Keash Village is located 7km from Ballymote, County Sligo, on the (R295) Boyle Road.
The Caves of Keash are on the west side of the 362m Keashcorran Mountain (Keash Hill) and
an unopened cairn is on the summit. There are 17 caves with the largest having a height of about 9m.
Some are said to penetrate deep into the mountain. Earlier exploration found bones of bears, deer, boar, wolves and traces of sea creatures.
The Keash area abounds with myth and legend and one of the most popular relates to the theft of a baby boy, Cormac McAirt, as he lay sleeping, by a she-wolf and taken to a nearby Keash Cave to be reared with her own cubs. Cormac was recovered years later, while at play with his adoptive wolf siblings. Cormac McAirt was destined to become a renowned High King of Ireland.
Grave of the Kings
Mentioned in the 'Book of Ballymote' (14th Century)

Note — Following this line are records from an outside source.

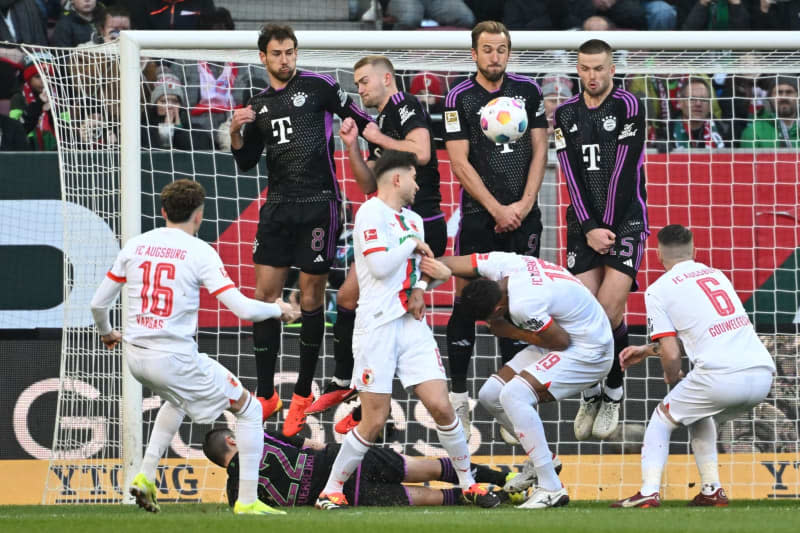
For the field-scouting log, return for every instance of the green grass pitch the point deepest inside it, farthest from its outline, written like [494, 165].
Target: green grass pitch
[765, 516]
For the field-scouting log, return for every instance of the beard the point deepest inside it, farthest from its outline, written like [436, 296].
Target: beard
[492, 76]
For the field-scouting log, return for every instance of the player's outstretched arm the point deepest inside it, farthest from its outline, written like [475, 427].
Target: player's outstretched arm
[361, 171]
[103, 297]
[255, 310]
[462, 266]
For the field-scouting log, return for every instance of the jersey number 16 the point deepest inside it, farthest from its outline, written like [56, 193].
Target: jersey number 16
[159, 300]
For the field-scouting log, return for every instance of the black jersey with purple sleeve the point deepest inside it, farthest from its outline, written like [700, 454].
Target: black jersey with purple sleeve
[503, 168]
[289, 474]
[295, 125]
[601, 153]
[402, 114]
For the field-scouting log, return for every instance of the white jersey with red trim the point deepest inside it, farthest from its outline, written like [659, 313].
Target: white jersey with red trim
[540, 292]
[379, 228]
[163, 270]
[699, 305]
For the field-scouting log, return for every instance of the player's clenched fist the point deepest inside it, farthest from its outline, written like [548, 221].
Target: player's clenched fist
[242, 116]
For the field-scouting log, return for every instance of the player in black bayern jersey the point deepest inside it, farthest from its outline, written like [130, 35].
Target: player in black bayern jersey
[294, 471]
[300, 222]
[599, 138]
[500, 184]
[402, 124]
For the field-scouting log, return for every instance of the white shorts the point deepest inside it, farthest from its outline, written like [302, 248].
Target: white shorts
[197, 384]
[404, 347]
[702, 394]
[568, 372]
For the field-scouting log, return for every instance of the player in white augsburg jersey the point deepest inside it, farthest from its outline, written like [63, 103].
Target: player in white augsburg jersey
[531, 300]
[732, 371]
[163, 271]
[390, 338]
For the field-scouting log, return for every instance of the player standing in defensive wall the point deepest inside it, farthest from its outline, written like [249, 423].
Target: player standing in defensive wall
[731, 370]
[599, 139]
[379, 481]
[402, 124]
[390, 335]
[163, 270]
[571, 347]
[300, 223]
[499, 182]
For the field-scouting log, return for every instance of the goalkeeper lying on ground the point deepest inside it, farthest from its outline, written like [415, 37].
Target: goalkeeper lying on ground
[294, 471]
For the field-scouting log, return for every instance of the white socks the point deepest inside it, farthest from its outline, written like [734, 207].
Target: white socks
[489, 396]
[519, 400]
[350, 455]
[655, 451]
[250, 441]
[703, 436]
[168, 421]
[455, 444]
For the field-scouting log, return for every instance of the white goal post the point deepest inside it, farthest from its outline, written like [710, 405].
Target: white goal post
[643, 54]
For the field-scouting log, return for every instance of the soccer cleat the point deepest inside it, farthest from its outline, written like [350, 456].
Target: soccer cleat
[334, 395]
[144, 491]
[544, 499]
[481, 497]
[718, 498]
[270, 406]
[346, 424]
[584, 420]
[332, 501]
[460, 402]
[257, 507]
[638, 500]
[520, 481]
[607, 418]
[296, 418]
[507, 437]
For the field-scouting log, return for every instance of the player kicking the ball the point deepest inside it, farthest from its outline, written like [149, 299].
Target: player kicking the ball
[163, 270]
[390, 336]
[571, 347]
[732, 371]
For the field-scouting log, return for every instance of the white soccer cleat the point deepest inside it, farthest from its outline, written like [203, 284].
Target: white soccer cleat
[585, 419]
[521, 480]
[460, 402]
[607, 418]
[544, 499]
[507, 437]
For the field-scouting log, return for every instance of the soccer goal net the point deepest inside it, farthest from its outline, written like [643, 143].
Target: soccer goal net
[722, 158]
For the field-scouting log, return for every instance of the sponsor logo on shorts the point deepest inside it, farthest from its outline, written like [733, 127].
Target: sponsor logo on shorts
[366, 376]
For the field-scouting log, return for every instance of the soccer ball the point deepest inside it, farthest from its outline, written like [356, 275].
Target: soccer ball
[504, 120]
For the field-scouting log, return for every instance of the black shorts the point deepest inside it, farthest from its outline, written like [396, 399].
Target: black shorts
[378, 480]
[626, 255]
[301, 235]
[436, 234]
[476, 235]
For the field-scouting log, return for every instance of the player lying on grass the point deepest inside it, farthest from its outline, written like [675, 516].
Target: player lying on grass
[732, 371]
[294, 471]
[571, 347]
[163, 270]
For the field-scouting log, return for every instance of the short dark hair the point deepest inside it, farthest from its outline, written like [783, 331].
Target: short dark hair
[489, 26]
[675, 235]
[279, 32]
[595, 46]
[215, 446]
[392, 159]
[374, 60]
[180, 198]
[480, 297]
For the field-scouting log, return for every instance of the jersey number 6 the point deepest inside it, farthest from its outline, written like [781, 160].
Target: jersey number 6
[160, 301]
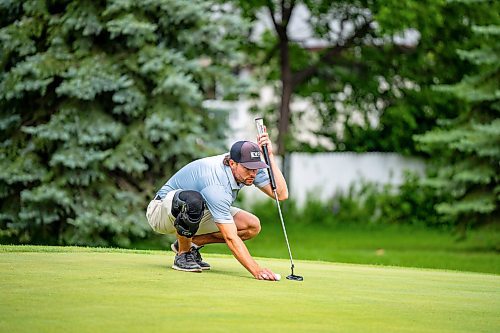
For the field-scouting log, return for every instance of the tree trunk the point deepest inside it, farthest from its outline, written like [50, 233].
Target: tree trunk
[286, 95]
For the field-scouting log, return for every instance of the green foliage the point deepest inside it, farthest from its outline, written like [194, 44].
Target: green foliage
[466, 149]
[375, 93]
[410, 203]
[100, 102]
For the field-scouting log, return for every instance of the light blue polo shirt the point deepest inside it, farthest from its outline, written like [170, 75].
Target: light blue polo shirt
[214, 181]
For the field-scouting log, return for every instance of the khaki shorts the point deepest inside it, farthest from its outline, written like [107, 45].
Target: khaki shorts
[160, 217]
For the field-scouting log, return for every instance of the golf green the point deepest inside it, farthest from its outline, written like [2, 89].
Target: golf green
[59, 289]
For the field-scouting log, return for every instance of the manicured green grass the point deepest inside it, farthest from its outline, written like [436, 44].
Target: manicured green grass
[405, 246]
[52, 289]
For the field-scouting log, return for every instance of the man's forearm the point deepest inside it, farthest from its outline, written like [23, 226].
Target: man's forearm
[281, 187]
[240, 252]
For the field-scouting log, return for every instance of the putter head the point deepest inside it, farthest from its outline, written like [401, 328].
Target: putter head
[295, 277]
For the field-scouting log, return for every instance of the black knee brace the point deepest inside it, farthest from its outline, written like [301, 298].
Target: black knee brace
[187, 208]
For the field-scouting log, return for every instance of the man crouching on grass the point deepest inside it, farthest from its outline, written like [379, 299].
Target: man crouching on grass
[196, 205]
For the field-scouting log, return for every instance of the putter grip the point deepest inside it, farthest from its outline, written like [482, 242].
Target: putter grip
[259, 122]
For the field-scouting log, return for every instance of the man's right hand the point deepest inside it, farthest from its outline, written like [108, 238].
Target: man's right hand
[265, 274]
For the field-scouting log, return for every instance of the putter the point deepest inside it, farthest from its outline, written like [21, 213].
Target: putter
[260, 129]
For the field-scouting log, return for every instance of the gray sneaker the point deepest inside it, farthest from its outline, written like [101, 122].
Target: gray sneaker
[196, 254]
[185, 262]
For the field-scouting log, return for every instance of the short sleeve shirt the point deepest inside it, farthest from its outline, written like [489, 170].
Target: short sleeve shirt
[214, 181]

the major Battle of Keash (971) was fought between the Northmen and Connaughtmen. Many chiefs and princes were killed in the battle which resulted in victory for the Northmen. The Royal dead from both Ulster and Connaught which included Cathal, son of the King of Connaught, were buried together in a grave close to the ruin of the Church of Toomour. Earlier excavations at the grave revealed 1,000 year-old human bones.
The Kings' interment is remarkable in that following the Battle of Keash, the fallen Royal combatants from both sides, were treated with equal respect and reverence.
The Kings' Grave at Keash is also the largest single, confirmed burial of ancient Irish Royals anywhere in Ireland.